Two top free trade advocates have left the Trump administration in one week — just as fear of a trade war ramps up.
The departures of Gary Cohn as chief economic adviser and Rex Tillerson as secretary of state come as the president prepares to impose sweeping tariffs on steel and aluminum next week.
Cohn, a former Wall Street executive at Goldman Sachs, resigned last week because he was opposed to the tariffs.
Tillerson was a moderate voice on NAFTA, the trade pact with Canada and Mexico that has been under renegotiation since August. NAFTA talks are at a critical point: Trump says if progress isn’t made, he will withdraw from NAFTA or extend the tariffs to Mexico and Canada, which have so far been excluded.
“Tillerson was a steady hand. … He seemed to be a voice of reason,” says Chris Gaffney, president of world markets at Everbank, a firm based in Florida. “That’s what is scaring the markets a bit — if we get protectionist people.”
Trump’s tariff plans spooked the markets: The Dow dropped 420 points on the day he made the announcement. Cohn’s resignation five days later also caused markets to dip.
JPMorgan CEO Jamie Dimon said Tuesday that Cohn’s departure was a “loss because he’s knowledgeable about economics around the world.” Dimon called Tillerson “hugely competent.”
As Cohn and Tillerson leave, Trump has promoted Peter Navarro, a longtime trade hawk who favors tariffs. Trump also appointed U.S. Trade Representative Robert Lighthizer, another free trade critic, to be the point of contact for nations seeking tariff exemptions.
Several leaders, from the European Union to Brazil to China, have hinted or explicitly said they will retaliate against the American tariffs on imported steel and aluminum. That rhetoric has stoked fears of a trade war.
Like Trump, Lighthizer, who is leading the negotiations with Canada and Mexico, has been bluntly critical of NAFTA.
“For countless Americans, this agreement has failed,” he said in August.
Tillerson, like Cohn, had used more moderate language.
“I understand how important NAFTA is for our economy,” he said in a speech in early February, adding that NAFTA just needs to be “modernized.”
Concerns that a protectionist wing will dominate the White House may be overdone.

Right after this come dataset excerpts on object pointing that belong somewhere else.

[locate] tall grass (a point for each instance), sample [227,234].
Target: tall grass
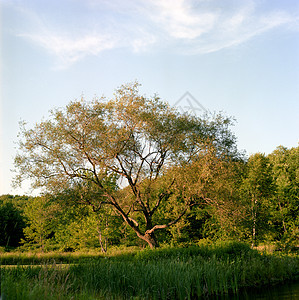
[170,273]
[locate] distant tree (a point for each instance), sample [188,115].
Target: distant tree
[258,188]
[131,138]
[285,166]
[12,223]
[41,222]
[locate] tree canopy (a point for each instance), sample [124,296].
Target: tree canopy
[131,141]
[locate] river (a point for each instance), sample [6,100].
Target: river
[285,291]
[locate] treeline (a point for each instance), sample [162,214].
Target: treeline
[253,200]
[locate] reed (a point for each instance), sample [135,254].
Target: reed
[170,273]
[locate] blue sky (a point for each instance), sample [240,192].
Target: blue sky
[239,57]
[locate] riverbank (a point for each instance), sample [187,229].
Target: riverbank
[169,273]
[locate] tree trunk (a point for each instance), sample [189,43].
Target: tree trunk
[151,240]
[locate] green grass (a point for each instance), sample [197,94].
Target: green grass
[169,273]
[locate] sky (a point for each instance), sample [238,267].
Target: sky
[237,57]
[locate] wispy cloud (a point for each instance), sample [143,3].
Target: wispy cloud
[193,27]
[69,50]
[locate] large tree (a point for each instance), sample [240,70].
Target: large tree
[130,140]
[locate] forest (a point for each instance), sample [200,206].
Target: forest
[139,201]
[132,171]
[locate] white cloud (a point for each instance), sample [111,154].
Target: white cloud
[69,50]
[193,27]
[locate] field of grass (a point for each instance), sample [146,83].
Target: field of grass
[168,273]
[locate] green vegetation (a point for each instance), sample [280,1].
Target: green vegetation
[131,173]
[166,273]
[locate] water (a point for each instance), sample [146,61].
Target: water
[285,291]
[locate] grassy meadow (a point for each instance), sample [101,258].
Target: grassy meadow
[194,272]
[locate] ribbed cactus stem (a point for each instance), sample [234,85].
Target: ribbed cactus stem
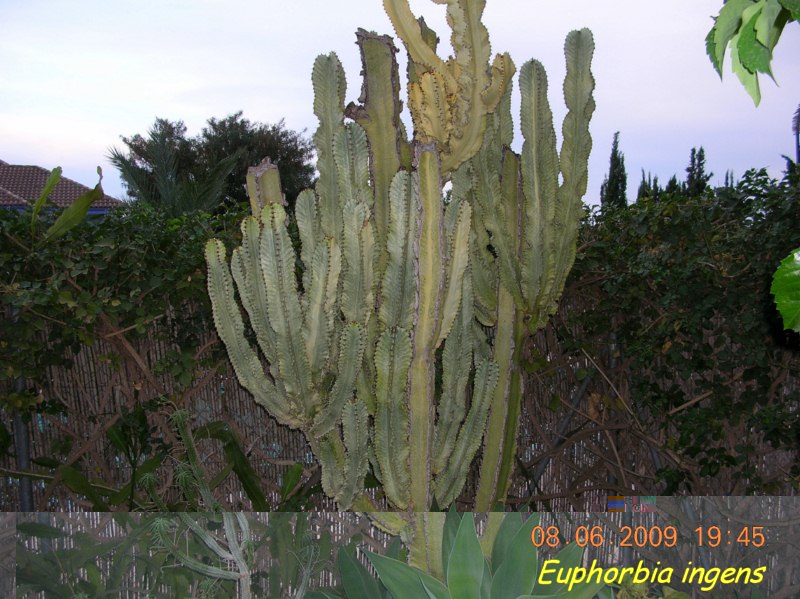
[406,332]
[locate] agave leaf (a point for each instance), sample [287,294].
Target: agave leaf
[786,289]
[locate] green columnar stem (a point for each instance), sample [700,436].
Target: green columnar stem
[498,413]
[512,415]
[425,551]
[426,329]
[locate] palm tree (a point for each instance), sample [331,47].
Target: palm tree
[161,185]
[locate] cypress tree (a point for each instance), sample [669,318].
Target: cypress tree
[613,189]
[696,177]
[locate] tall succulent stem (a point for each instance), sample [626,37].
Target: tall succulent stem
[400,348]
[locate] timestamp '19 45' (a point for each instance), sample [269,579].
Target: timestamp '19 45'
[647,536]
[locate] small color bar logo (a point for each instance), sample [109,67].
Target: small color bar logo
[620,503]
[615,503]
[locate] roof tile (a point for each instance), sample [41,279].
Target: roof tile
[20,184]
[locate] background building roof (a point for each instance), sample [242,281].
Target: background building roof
[21,185]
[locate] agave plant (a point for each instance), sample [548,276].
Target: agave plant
[502,564]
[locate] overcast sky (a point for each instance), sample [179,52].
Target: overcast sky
[76,75]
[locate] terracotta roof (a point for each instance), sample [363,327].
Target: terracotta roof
[20,185]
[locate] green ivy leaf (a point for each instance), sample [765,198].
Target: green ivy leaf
[748,79]
[793,6]
[786,289]
[769,24]
[726,26]
[754,56]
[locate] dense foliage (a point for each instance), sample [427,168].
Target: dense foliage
[681,285]
[121,272]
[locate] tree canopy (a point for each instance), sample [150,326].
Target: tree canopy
[167,168]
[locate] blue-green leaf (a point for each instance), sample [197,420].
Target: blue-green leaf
[358,583]
[49,186]
[74,213]
[511,524]
[786,289]
[466,562]
[404,581]
[451,523]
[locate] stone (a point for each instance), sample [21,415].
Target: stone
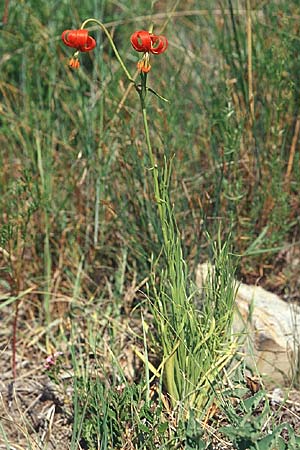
[269,330]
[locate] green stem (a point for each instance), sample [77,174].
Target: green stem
[142,93]
[105,30]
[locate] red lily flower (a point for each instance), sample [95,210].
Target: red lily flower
[143,41]
[78,39]
[74,63]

Many trade experts say the fate of Trump’s trade agenda rests to a large degree on whom he anoints as his next economic adviser.
Trump said Tuesday he’s leaning toward hiring Larry Kudlow, a longtime free trade advocate, as his next economic adviser. And Tillerson’s replacement, CIA Director Mike Pompeo, was once a congressman from Kansas, a state that depends heavily on trade with Mexico and Canada.
Some trade economists say the changing of the guard is healthy. Trump didn’t listen much to Tillerson and Cohn on trade. They argue that perhaps Kudlow, a longtime friend of Trump’s, can talk Trump out of his most extreme trade threats.
“We really have nowhere to go but up,” says Phil Levy, senior fellow at the Chicago Council for Global Affairs and a White House economist in the George W. Bush administration. “You need to have voices that can tell the president just what the costs of these actions will be. And you need to have voices that he’ll find credible.”